In the autumn of 2012, historian Harold Cook was taking up a fellowship at the KB and the NIAS.
Lecture Harold Cook
Listen to Harold Cook's public lecture Assessing the Truth which took place in the evening of Wednesday 16 January 2013.
This is the ninth time that the KB fellowship position has been filled by a world-renowned academic. During his fellowship, Cook will be conducting research into networks in the seventeenth century, using the KB's extensive collection of letters by and to Gijsbert Cuper (1644-1716).
Harold Cook is a historian at Brown University. Up until 2009, he was director of the prestigious Wellcome Trust Centre for the History of Medicine at University College London. He has also lectured at a number of institutions, including Harvard University. Cook has received many prizes, including two for his books: the "Welch Medal of the American Association for the History of Medicine" (1997) and the "Pfizer Prize of the History of Science Society" (2009). Much of his research is on the seventeenth century, with a particular focus on the relationships between trade, medicine and science in the Dutch Golden Age.
Research into correspondence
During his coming months in the KB, Cook will be studying the large collection of manuscripts of Gijsbert Cuper, professor at the Athenaeum Illustre in Deventer.
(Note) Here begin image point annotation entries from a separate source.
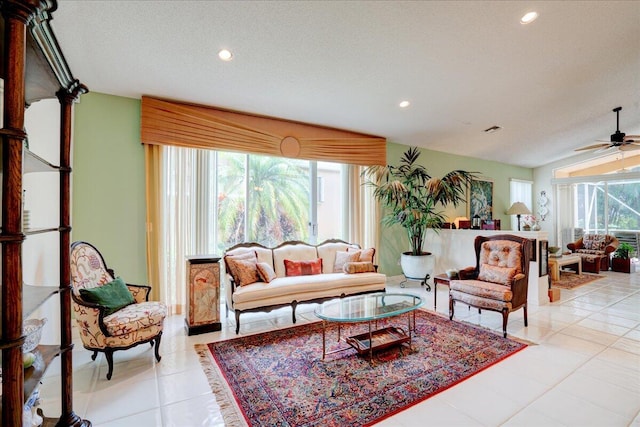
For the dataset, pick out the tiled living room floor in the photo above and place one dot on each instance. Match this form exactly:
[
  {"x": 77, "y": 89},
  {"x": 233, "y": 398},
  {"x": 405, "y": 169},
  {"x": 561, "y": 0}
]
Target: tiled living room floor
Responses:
[{"x": 584, "y": 369}]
Cuper's extensive correspondence at the end of the seventeenth and beginning of the eighteenth centuries made him a key figure in the study of archaeology, classical literature and ancient history.
Harold Cook will be expanding on this research at the NIAS in Wassenaar and will present his findings in a closing public lecture entitled Knowledge Networks?, which is organised in collaboration with Historisch Nieuwsblad magazine. This lecture, entitled Knowledge Networks? Communicating by Letter in the 17th-century, will take place on 16 January 2013 in the Aula of the National Library of the Netherlands. The text of the lecture will be published by Primavera Pers.
KB and NIAS collaboration
Harold Cook is the ninth in a row of renowned researchers to be appointed fellow at the KB and NIAS since 2005. With this fellowship, the KB is drawing attention to its role as research library, and in particular the opportunities for research offered by its collections, and the NIAS (Netherlands Institute for Advanced Study in the Humanities and Social Sciences) is highlighting itself as a prominent, international and interdisciplinary community of top researchers.